Respuesta :
(a) Zero
When the ball reaches its highest point, the direction of motion of the ball reverses (from upward to downward). This means that the velocity is changing sign: this also means that at that moment, the velocity must be zero.
This can be also understood in terms of conservation of energy: when the ball is tossed up, initially it has kinetic energy
[tex]K=\frac{1}{2}mv^2[/tex]
where m is the ball's mass and v is the initial speed. As it goes up, this kinetic energy is converted into potential energy, and when the ball reaches the highest point, all the kinetic energy has been converted into potential energy:
[tex]U=mgh[/tex]
where g is the gravitational acceleration and h is the height of the ball at highest point. At that point, therefore, the potential energy is maximum, while the kinetic energy is zero, and so the velocity is also zero.
(b) 9.8 m/s upward
We can find the velocity of the ball 1 s before reaching its highest point by using the equation:
[tex]a=\frac{v-u}{t}[/tex]
where
a = g = -9.8 m/s^2 is the acceleration due to gravity, which is negative since it points downward
v = 0 is the final velocity (at the highest point)
u is the initial velocity
t = 1 s is the time interval
Solving for u, we find
[tex]u=v-at = 0 -(-9.8 m/s^2)(1 s)= +9.8 m/s[/tex]
and the positive sign means it points upward.
(c) -9.8 m/s
The change in velocity during the 1-s interval is given by
[tex]\Delta v = v -u[/tex]
where
v = 0 is the final velocity (at the highest point)
u = 9.8 m/s is the initial velocity
Substituting, we find
[tex]\Delta v = 0 - (+9.8 m/s)=-9.8 m/s[/tex]
(d) 9.8 m/s downward
We can find the velocity of the ball 1 s after reaching its highest point by using again the equation:
[tex]a=\frac{v-u}{t}[/tex]
where this time we have
a = g = -9.8 m/s^2 is the acceleration due to gravity, still negative
v is the final velocity (1 s after reaching the highest point)
u = 0 is the initial velocity (at the highest point)

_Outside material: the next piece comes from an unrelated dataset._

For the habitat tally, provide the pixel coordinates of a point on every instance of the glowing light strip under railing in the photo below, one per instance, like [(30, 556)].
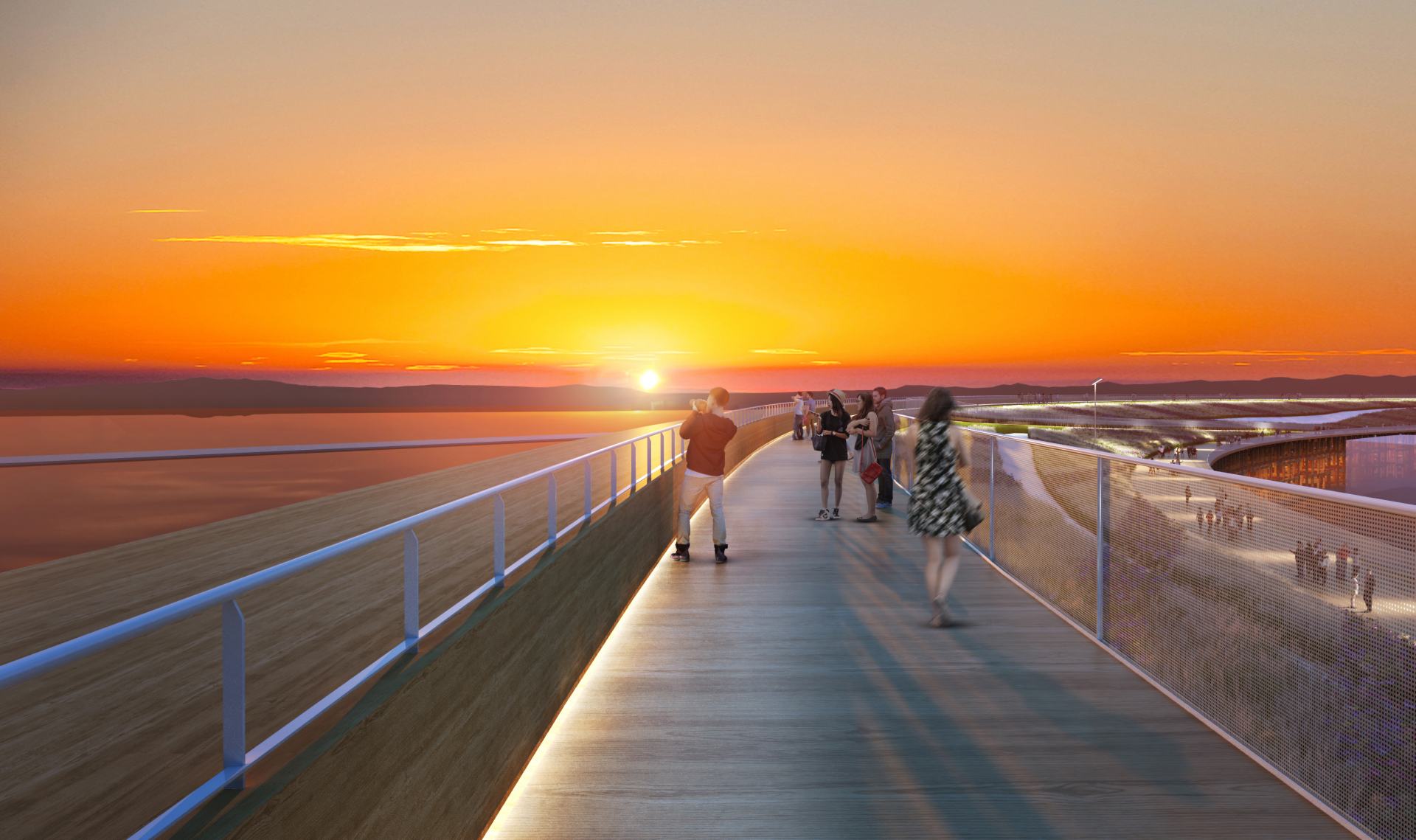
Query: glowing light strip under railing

t = 1 s is the time interval
Solving for v, we find
[tex]v = u+at = 0 +(-9.8 m/s^2)(1 s)= -9.8 m/s[/tex]
and the negative sign means it points downward.
(e) -9.8 m/s
The change in velocity during the 1-s interval is given by
[tex]\Delta v = v -u[/tex]
where here we have
v = -9.8 m/s is the final velocity (1 s after reaching the highest point)
u = 0 is the initial velocity (at the highest point)
Substituting, we find
[tex]\Delta v = -9.8 m/s - 0=-9.8 m/s[/tex]
(f) -19.6 m/s
The change in velocity during the overall 2-s interval is given by
[tex]\Delta v = v -u[/tex]
where in this case we have:
v = -9.8 m/s is the final velocity (1 s after reaching the highest point)
u = +9.8 m/s is the initial velocity (1 s before reaching the highest point)
Substituting, we find
[tex]\Delta v = -9.8 m/s - (+9.8 m/s)=-19.6 m/s[/tex]
(g) -9.8 m/s^2
There is always one force acting on the ball during the motion: the force of gravity, which is given by
[tex]F=mg[/tex]
where
m is the mass of the ball
g = -9.8 m/s^2 is the acceleration due to gravity
According to Newton's second law, the resultant of the forces acting on the body is equal to the product of mass and acceleration (a), so
[tex]mg = ma[/tex]
which means that the acceleration is
[tex]a= g = -9.8 m/s^2[/tex]
and the negative sign means it points downward.